Arts

Writer, Mother, Ex-Wife: Leslie Jamison Is a Self in ‘Splinters’

SPLINTERS: Another Kind of Love Story, by Leslie Jamison


We live in a golden age of autobiographical women’s writing. Real equality in publishing is still elusive, but the straight male inner world that was so meticulously, relentlessly documented in prizewinning books of the past century, from Roth to Styron to Ford, has been forced at last from its position of unchallenged supremacy. In its place has arisen a group of brilliant women, inclusive of trans women, with their own ideas for the form, among them Maggie Nelson, Eula Biss, Valeria Luiselli, Margo Jefferson, Alison Bechdel, Rachel Cusk, Carina Chocano — and Leslie Jamison.

Jamison, now 40, is the author of a new memoir called “Splinters.” It tells the story of her divorce and first years as a single mother. In her previous books, the finest of which remains “The Empathy Exams” (2014), Jamison often used hybrid forms, crossing autobiography with journalism and essays; in “Splinters,” however, as if the urgency of motherhood has retired the need for those inflecting techniques, she tells her tale straightforwardly.
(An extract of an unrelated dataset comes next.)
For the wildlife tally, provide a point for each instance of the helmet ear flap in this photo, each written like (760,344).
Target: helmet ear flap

Nevertheless, her true subject has stayed intact: the tormented ambiguity of all action, ethical and aesthetic and personal, and the consequent divisions of the self, what Virginia Woolf called the “butterfly shades” of consciousness. “One piece of me said, It’s unbearable,” Jamison writes about being apart from her baby. “The other piece said, It’s fine. Both pieces were lying. Nothing was fine, and nothing was unbearable.”
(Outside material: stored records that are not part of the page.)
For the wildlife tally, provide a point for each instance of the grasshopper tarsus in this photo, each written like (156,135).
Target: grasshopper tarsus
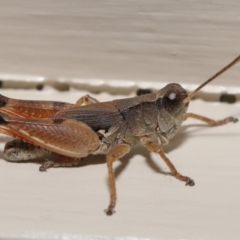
(235,120)
(46,164)
(190,183)
(109,212)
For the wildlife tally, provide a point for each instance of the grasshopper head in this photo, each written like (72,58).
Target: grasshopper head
(171,108)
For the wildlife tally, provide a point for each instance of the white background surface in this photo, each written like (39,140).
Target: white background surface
(147,41)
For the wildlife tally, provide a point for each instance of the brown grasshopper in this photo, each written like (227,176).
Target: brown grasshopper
(72,132)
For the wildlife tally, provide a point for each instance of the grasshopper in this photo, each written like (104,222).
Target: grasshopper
(74,131)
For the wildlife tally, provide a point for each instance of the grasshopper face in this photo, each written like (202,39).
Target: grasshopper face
(171,109)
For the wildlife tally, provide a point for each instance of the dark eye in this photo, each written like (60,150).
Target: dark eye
(173,98)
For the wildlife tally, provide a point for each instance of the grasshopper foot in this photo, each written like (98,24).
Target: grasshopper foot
(187,180)
(235,120)
(47,164)
(109,211)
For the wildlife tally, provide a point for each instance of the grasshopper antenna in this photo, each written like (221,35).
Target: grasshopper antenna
(188,98)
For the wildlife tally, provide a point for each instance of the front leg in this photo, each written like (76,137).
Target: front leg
(113,155)
(210,121)
(155,147)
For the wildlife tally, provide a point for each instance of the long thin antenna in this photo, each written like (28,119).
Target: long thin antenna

As “Splinters” begins, Jamison and her husband, “C,” are in the initial stages of their separation: “At drop-offs, as I stood with the baby in the stroller beside me, he called from the vestibule, Why don’t you eat something, you anorexic bitch. Or he said, Don’t you [expletive] talk to me. When I said, Please don’t speak to me like that, he leaned closer to say, I can speak to you however I [expletive] want.” In another drop-off scene he spits at her.

This is bitter proof of how monstrous love can turn. But Jamison, whose powerful mind is geared toward dialectic, finds as ballast for that injury an immense, nuanced, often physical hope in her newborn daughter. “Sometimes I felt the baby belonged to me absolutely,” she writes. “Sometimes when she lay sleeping beside me in her bassinet, I ran my fingers along my scar in the darkness: the thick stitches, the shelf of skin above like an overhang of rock. It was just a slit that led to my own insides, but it felt like a gateway to another world. The place she’d come from.”